Wednesday, May 20, 2009

MODERNISE OUTMODED WIDOWHOOD RITES ...Akropong women (PAGE 20)

THE Akropong Women’s Ministry, a non-governmental organisation dedicated to the welfare of women in the Akuapem Traditional Area, has presented a petition to the traditional council to either modernise or stop some of the widowhood rites which it considered inimical to women in the area.
The ministry’s president, Miss Mercy Ohene, presented the petition to the Omanhene, Oseadeoyo Addo Dankwa II at a mini durbar at his palace at Akropong.
The petition contained a number of widowhood rites that the ministry considered cruel and dehumanising, and militating against the development of not only women in Akuapem, but also in other parts of the country.

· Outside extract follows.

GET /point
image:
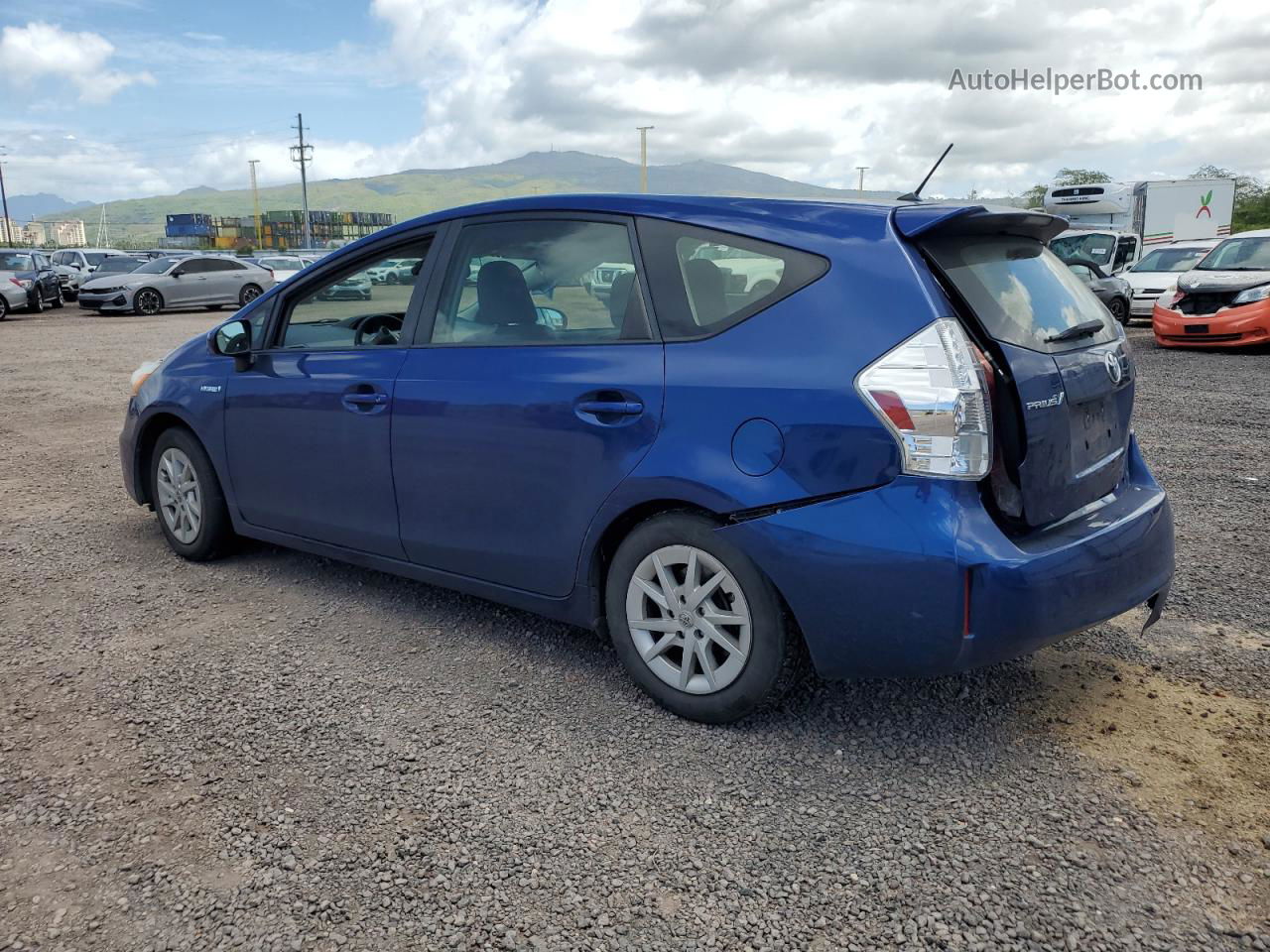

According to the ministry, although it believed in the culture and tradition of the people as laid down by their ancestors, it had taken that course of action since most of the widowhood rites had for the past years inflicted pain on women who should rather be comforted after losing their husbands.
Some of the widowhood rites that the ministry wanted to be stopped were, the provision of 40 pieces each of soap, towels and buckets by widows as burial items for the corpses of their husbands, the sale of a bucket of water at GH¢50 to widows to bath,women again sent to a stream in the early morning to bathe in cold water, resulting in some of the widows contracting pneumonia.
Others were the locking up of widows with the dead bodies of their husbands in a room overnight, filling calabashes with their tears, having their heads shaved, kneeling on stones before the dead bodies of their husbands and detention in a room for three days during which they were only fed with pepper and onions.
  According to the group, the most disgusting of the lot was when the widow together with the children were driven away from their matrimonial home after the death of the husband, losing property jointly acquired with the husband.
The ministry stated that it considered all those rites as outmoded and they traumatised, depressed and impoverished the widows and for that matter, the Okuapehene should as a matter of urgency make a pronouncement that would compel people within his jurisdiction from engaging in what it described as wanton abuse of women’s rights.
The Okuapehene in response, gave the assurance that he would appoint some of the traditional leaders to go into the matter, giving the assurance that outmoded widowhood rites would be done away with.
“One of my predecessors, the late Nana Addo Dankwa I whose name I have taken, believed in human rights and I am following his footsteps so I will do my best so that you enjoy your fundamental human rights”, the Okuapehene stated.